Deutsche Pläne zum Industriestrom lassen Alarmglocken schrillen: “Es wäre dramatisch”

Europa hat vergleichsweise hohe Strompreise in der Industrie. 40 Prozent entfallen auf die CO₂-Steuer. Das wirkt sich massiv auf die Wettbewerbsfähigkeit aus.
Bregenz Wirtschaftstreibende hatten es schon einmal leichter. Die Lohnkosten sind in die Höhe geschnellt, die Konsumlust bleibt trotzdem vergleichsweise niedrig. Rohstoffpreise sind hoch, Bürokratie- und Klimaschutzvorgaben ebenfalls. Und in den USA bringt ein Präsident mit seiner Sprunghaftigkeit die Weltwirtschaft ins Wanken. Die Konjunktur schwächelt. Kein Wunder, dass sich die Bundesregierung zumindest vorgenommen hat, Konjunkturhemmnisse zu beseitigen. Für Wirtschaftsminister Wolfgang Hattmannsdorfer zählt dazu der Strompreis für die Wirtschaft. Da müsse man auch über die CO₂-Abgabe sprechen, erklärte er im Rahmen seines Antrittsbesuchs als Minister in Vorarlberg.
Das Nachbarland Deutschland hat eine neue Bundesregierung. CDU und SPD haben sich auf eine Koalition geeinigt. Ein Vorhaben aus dem Regierungsprogramm lautet: Die Parteien wollen energieintensive Unternehmen entlasten, und zwar mit einem Industriestrompreis. In Frastanz wird das Thema mit Argusaugen beobachtet. Udo Nachbaur, technischer Vorstand von Rondo Ganahl, warnt: “Es wäre dramatisch, wenn das in Deutschland kommt, aber in Österreich nicht. Wir sind am europäischen Markt tätig, viele unserer Mitbewerber sind in Deutschland. Am besten wäre eine europäische Lösung.” Auch Hattmansdorfer baut auf europäische Lösungen. Das Vorhaben in Deutschland kenne er bisher nur aus den Nachrichten, sagt er auf Nachfrage. Das Thema werde er mit der neuen Energieministerin bzw. dem neuen Energieminister in Deutschland aber sicher besprechen.

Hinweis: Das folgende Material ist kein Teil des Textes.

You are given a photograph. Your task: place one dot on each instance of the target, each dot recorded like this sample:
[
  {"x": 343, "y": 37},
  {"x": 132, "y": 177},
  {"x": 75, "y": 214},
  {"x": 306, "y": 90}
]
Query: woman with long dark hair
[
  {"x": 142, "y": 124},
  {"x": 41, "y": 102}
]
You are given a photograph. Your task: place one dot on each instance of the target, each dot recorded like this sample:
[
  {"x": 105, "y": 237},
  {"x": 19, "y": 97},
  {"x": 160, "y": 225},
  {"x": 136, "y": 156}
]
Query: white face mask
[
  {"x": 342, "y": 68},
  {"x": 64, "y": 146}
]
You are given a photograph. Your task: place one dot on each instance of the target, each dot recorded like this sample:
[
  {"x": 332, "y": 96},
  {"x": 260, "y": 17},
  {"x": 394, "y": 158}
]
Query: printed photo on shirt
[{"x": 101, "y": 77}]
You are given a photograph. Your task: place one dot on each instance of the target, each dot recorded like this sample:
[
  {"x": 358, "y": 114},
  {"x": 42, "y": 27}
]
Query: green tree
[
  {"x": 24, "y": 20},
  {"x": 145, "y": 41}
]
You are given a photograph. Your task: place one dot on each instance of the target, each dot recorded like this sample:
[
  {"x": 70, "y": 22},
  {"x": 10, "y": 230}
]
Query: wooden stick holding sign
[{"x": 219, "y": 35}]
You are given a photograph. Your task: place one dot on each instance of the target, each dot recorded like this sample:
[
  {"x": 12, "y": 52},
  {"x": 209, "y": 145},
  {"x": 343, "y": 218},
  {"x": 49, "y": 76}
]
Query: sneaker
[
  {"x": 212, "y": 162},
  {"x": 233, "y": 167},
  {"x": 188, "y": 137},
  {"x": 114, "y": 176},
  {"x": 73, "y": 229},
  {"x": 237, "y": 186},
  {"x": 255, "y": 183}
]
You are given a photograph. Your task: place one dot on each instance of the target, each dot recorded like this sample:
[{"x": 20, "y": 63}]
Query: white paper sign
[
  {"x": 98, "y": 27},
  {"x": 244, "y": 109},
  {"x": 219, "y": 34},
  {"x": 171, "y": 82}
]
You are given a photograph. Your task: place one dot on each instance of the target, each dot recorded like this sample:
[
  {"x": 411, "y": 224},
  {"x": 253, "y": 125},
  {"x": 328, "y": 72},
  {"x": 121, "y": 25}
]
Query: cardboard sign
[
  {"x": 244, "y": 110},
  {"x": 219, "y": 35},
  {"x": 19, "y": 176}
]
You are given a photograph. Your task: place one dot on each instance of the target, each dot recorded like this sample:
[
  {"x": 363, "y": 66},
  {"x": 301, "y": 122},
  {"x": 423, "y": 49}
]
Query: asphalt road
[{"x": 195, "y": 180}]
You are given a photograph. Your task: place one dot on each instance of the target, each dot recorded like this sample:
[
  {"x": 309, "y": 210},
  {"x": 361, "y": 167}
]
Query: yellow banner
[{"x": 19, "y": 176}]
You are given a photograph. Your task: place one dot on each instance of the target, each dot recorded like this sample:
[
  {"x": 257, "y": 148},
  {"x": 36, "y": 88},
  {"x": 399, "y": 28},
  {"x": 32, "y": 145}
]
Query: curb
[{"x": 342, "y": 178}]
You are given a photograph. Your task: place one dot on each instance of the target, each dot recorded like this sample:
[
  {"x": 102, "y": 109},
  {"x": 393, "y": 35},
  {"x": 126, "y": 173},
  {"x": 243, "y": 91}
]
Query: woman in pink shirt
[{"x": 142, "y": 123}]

Dass der Strompreis nicht nur innerhalb der EU den Wettbewerb bestimmt, zeigt eine Rechnung des Illwerke/VKW-Vorstandsvorsitzenden Christof Germann: In den USA koste Industriestrom 9 Cent pro Kilowattstunde, in China 6 c/kWh, in Europa 13 c/kWh. Grund dafür sei unter anderem die CO₂-Abgabe, die bei Gaskraftwerken rund 40 Prozent der Kosten ausmache. Der Strompreis orientiert sich stets am teuersten Energieträger (das ist das sogenannte Merit-Order-Prinzip), und das seien immer noch die Gaskraftwerke oder Kohlekraftwerke. “Das sind Kosten, die es in anderen Regionen in dieser Form nicht gibt”, betont Germann und ist überzeugt. “Das Thema Industriestrompreis ist für den ganzen Standort Österreich entscheidend.” Udo Nachbaur von Rondo Ganahl bestätigt: “Der CO₂-Preis hat auf den Strompreis meinen massiven Einfluss.”
Muss man also die CO₂-Abgabe infrage stellen? Hattmansdorfer spricht von einer Grundsatzfrage. Und fügt an: “Die ausschließliche klimapolitische Betrachtung ist ein Wettbewerbsnachteil.” Gerade auch, weil mehr chinesische Produkte in Europa erwartet werden, nachdem die USA hohe Zölle verhängt haben. “Deswegen glaube ich schon, dass wir eine Diskussion über Gratiszertifikate brauchen.” Das gelte aber vor allem auch über die Nachhaltigkeitsberichterstattung. Sie bringe Europa einen massiven Wettbewerbsnachteil. Ein großes Industrieunternehmen in Oberösterreich habe ihm berichtet, dass es 70 Mitarbeiter benötigt, um den Nachhaltigkeitsbericht zu erstellen. “Das hilft der Umwelt nicht, schadet aber dem Unternehmen.” Es gibt also viel zu diskutieren.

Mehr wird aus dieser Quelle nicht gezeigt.